Se doter d’une première vision de la réalité de la question alimentaire sur le territoire

Module 4.2 du Mooc « Acteurs, leviers, outils pour mener les transitions du système alimentaire »

Dominique BERNIER, 2018

Pour démarrer une démarche de transition alimentaire, un premier panorama des caractéristiques (profil agricole et agro-alimentaire, organisation des infrastructures, profil socio-économique…), des acteurs et de leurs actions permet de mieux identifier les angles d’entrée et les leviers possibles pour la collectivité ainsi que les conditions de leur mobilisation.

Intégrer la vidéo du module 4.2

Qu’une commande - technique ou politique - ait été formulée ou que vous agissiez en qualité d’aide à la décision auprès de vos décideurs, des repérages préalables s’imposent pour situer l’action de votre collectivité.

Il vous faudra donc :

  • rechercher et agréger deschiffres et données clés permettant d’établir et partager une représentation du profil agricole et alimentaire du territoire (comme par exemple, le nombre et le profil des exploitations agricoles et des agriculteurs du territoire, le nombre et le profil des commerces alimentaires, l’organisation des filières… ) ;

  • établir des corrélations (comment par exemple, le profil socio-économique et le profil sanitaire de la population) ;

  • repérer les actions déjà engagées par votre structure et touchant les entrées agricoles et alimentaires ainsi que les capacités à agir de votre collectivité en lien avec l’exercice des compétences institutionnelles ;

  • identifier les opportunités offertes par les institutions (lois, politiques, programmes, instruments, dispositifs, …). Bien-sûr le Programme National pour l’Alimentation (PNA) qui propose plusieurs entrées thématiques pour travailler les questions en lien avec l’alimentation.
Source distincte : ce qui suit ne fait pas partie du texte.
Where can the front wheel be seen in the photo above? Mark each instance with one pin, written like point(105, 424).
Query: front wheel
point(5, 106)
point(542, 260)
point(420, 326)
Citons en quelques-unes autres en fonction des différentes dimensions de la question alimentaire :

    • sur le plan environnemental, les Trames Vertes et Bleues, les dispositifs TEPOS, TEPCV, TZGZD, les Plans Climat Air Énergie Territorial, le plan Ecophyto, les Plan plans et programmes de prévention et gestion des déchets, les Programme programmes d’Economie Circulaire, le Programme National Santé Environnement

    • en termes d’aménagement : le Programme d’Aménagement et de Développement Durable du Schéma de Cohérence Territorial, les PLU ou PLUI, les SAGE, les Chartes de parcs naturels régionaux… ,

    • sur le plan de la santé et de l’accessibilité : le Programme National Nutrition Santé, le Contrat Local de Santé,

    • en termes économiques de développement local : les programmes de développement rural (PDR) fruits d’une contractualisation entre les régions et l’Europe, les Agenda 21 Locaux ; les programmes LEADER …,

    • et toujours en termes économiques, mais sur les aspects d’emploi ou de retour à l’emploi, , citons les Programmes d’insertion, le Plan Local d’Insertion par l’Économie, le dispositif Territoires Zéro chômeurs…

  • Enfin, il vous faudra identifier localement des espaces de concertation, formels ou non, permettant d’aborder les évolutions agricoles et alimentaires.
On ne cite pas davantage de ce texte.